Single by Elisa

from the album L'anima vola
- Released: August 23, 2013
- Genre: Alternative dance; dance rock;
- Length: 4:04
- Label: Sugar Music
- Songwriter: Elisa Toffoli
- Producer: Elisa Toffoli

Elisa singles chronology
| "Ancora qui" (2012) | "L'anima vola" (2013) | "Ecco che" (2013) |

Music video
- "L'anima vola" on YouTube

= L'anima vola (song) =

"L'anima vola" is a song by Italian singer Elisa, released on August 23, 2013 as the lead single from her eighth studio album of the same name.

== Composition ==
The song, written and produced by Elisa, is dedicated to her husband Andrea Rigonat. The strings, as in the rest of the album, are by Davide Rossi. In an interview with Fanpage.it, the artist explained the meaning of the song:
"In the title track of the whole work I talk about what I would like as a woman. The lyrics tell about what we would also like from a man and about the fact that often we are not looking for complicated things but mostly for being heard and understood. I am glad that so many found themselves in what I sang"

== Music video ==
The official video for the song, shot in July 2013 and directed by Latino Pellegrini and Mauro Simionato, was released on September 15, 2013.

In the video clip throughout the first verse of the song Elisa is framed standing still against a black background, after which she begins to perform some dance steps and simultaneously her body is multiplied with digital effects. The set of the video was the house where Elisa composed the entire album, which was demolished later.

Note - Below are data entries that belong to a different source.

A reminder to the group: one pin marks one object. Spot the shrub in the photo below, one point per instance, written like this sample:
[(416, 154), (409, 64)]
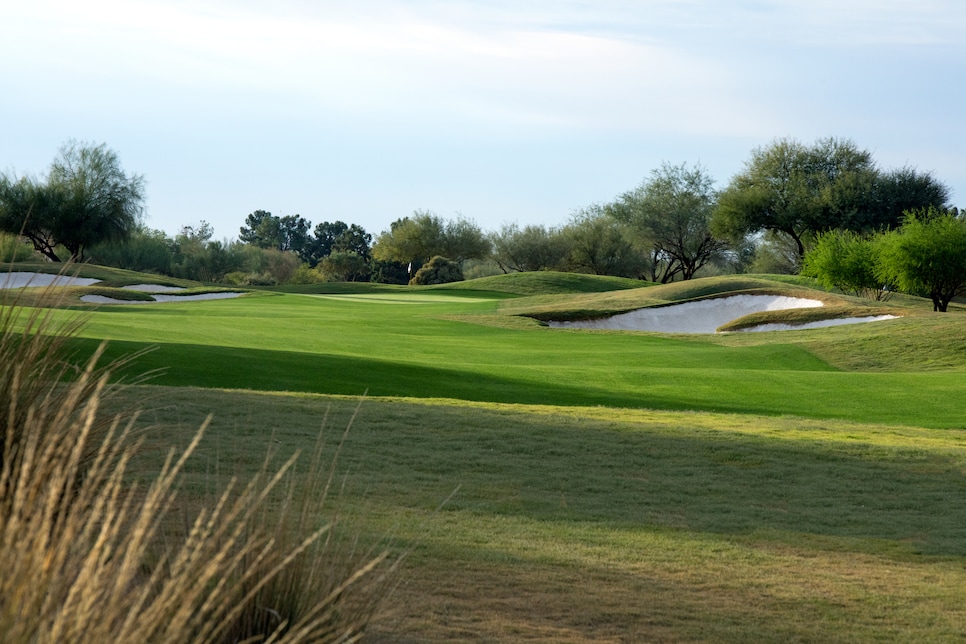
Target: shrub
[(846, 261), (83, 557), (439, 270), (13, 249)]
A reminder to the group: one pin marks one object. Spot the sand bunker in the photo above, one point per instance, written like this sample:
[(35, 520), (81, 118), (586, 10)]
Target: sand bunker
[(819, 323), (20, 280), (705, 316), (153, 288), (101, 299)]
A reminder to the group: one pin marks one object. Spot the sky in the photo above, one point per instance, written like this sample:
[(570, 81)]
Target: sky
[(498, 111)]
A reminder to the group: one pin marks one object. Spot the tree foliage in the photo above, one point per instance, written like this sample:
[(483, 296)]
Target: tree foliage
[(927, 254), (439, 270), (425, 235), (601, 245), (531, 248), (344, 266), (671, 212), (846, 261), (86, 199), (265, 230), (801, 191), (337, 236)]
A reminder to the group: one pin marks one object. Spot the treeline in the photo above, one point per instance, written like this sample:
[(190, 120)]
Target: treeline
[(674, 226)]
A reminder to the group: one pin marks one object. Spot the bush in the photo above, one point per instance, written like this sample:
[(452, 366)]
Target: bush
[(13, 249), (82, 554), (439, 270), (846, 261)]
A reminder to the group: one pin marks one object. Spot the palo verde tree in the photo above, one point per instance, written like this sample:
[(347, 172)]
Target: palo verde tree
[(671, 212), (797, 190), (265, 230), (87, 199), (927, 254), (425, 235), (800, 191), (338, 237), (601, 245), (531, 248), (845, 260)]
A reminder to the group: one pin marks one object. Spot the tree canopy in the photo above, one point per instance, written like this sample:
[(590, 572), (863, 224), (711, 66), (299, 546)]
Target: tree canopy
[(425, 235), (601, 245), (671, 211), (927, 254), (87, 199), (800, 191), (847, 261)]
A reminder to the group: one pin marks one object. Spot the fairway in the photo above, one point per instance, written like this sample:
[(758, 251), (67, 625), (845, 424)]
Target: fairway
[(581, 485), (433, 345)]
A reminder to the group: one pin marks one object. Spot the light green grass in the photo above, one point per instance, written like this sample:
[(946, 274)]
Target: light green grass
[(582, 524), (788, 486), (429, 344)]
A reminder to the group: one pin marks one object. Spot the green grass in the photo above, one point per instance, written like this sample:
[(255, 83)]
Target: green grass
[(788, 486), (581, 524), (428, 344)]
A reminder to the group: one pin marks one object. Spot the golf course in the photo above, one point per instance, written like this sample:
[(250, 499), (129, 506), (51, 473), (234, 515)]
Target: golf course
[(570, 484)]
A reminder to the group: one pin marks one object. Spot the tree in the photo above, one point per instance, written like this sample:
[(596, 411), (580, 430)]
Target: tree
[(29, 208), (344, 266), (424, 235), (533, 248), (265, 230), (146, 250), (601, 245), (927, 254), (336, 236), (465, 240), (847, 261), (87, 199), (439, 270), (901, 191), (672, 213), (799, 191)]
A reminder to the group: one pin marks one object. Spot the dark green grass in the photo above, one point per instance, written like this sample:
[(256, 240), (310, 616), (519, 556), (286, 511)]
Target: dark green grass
[(653, 526), (416, 344)]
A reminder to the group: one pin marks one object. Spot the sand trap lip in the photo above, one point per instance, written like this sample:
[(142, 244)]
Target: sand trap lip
[(153, 288), (705, 316), (27, 279), (818, 324), (101, 299)]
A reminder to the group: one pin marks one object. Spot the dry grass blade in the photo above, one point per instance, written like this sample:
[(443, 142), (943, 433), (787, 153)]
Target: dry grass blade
[(82, 553)]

== Commercial performance ==
The song reached No. 1 on the sales chart on the ITunes Store platform within six hours of its release. The song debuted at number two of the Italian Singles Chart, becoming Elisa's fifteenth song to place among the top ten. Only three weeks after its release, "L'anima vola" was certified gold disc by Federazione Industria Musicale Italiana. On June 27, 2014, it received double platinum certification.

== Charts ==

=== Weekly charts ===

| Chart (2013) | Peak position |
|---|---|
| Italy (FIMI) | 2 |
| Italy (EarOne Airplay) | 2 |

=== Year-end charts ===

| Chart (2013) | Position |
|---|---|
| Italy (FIMI) | 23 |

== Certifications ==

| Region | Certification | Certified units/sales |
| Italy (FIMI) | 2× Platinum | 60,000^{‡} |
^{‡} Sales+streaming figures based on certification alone.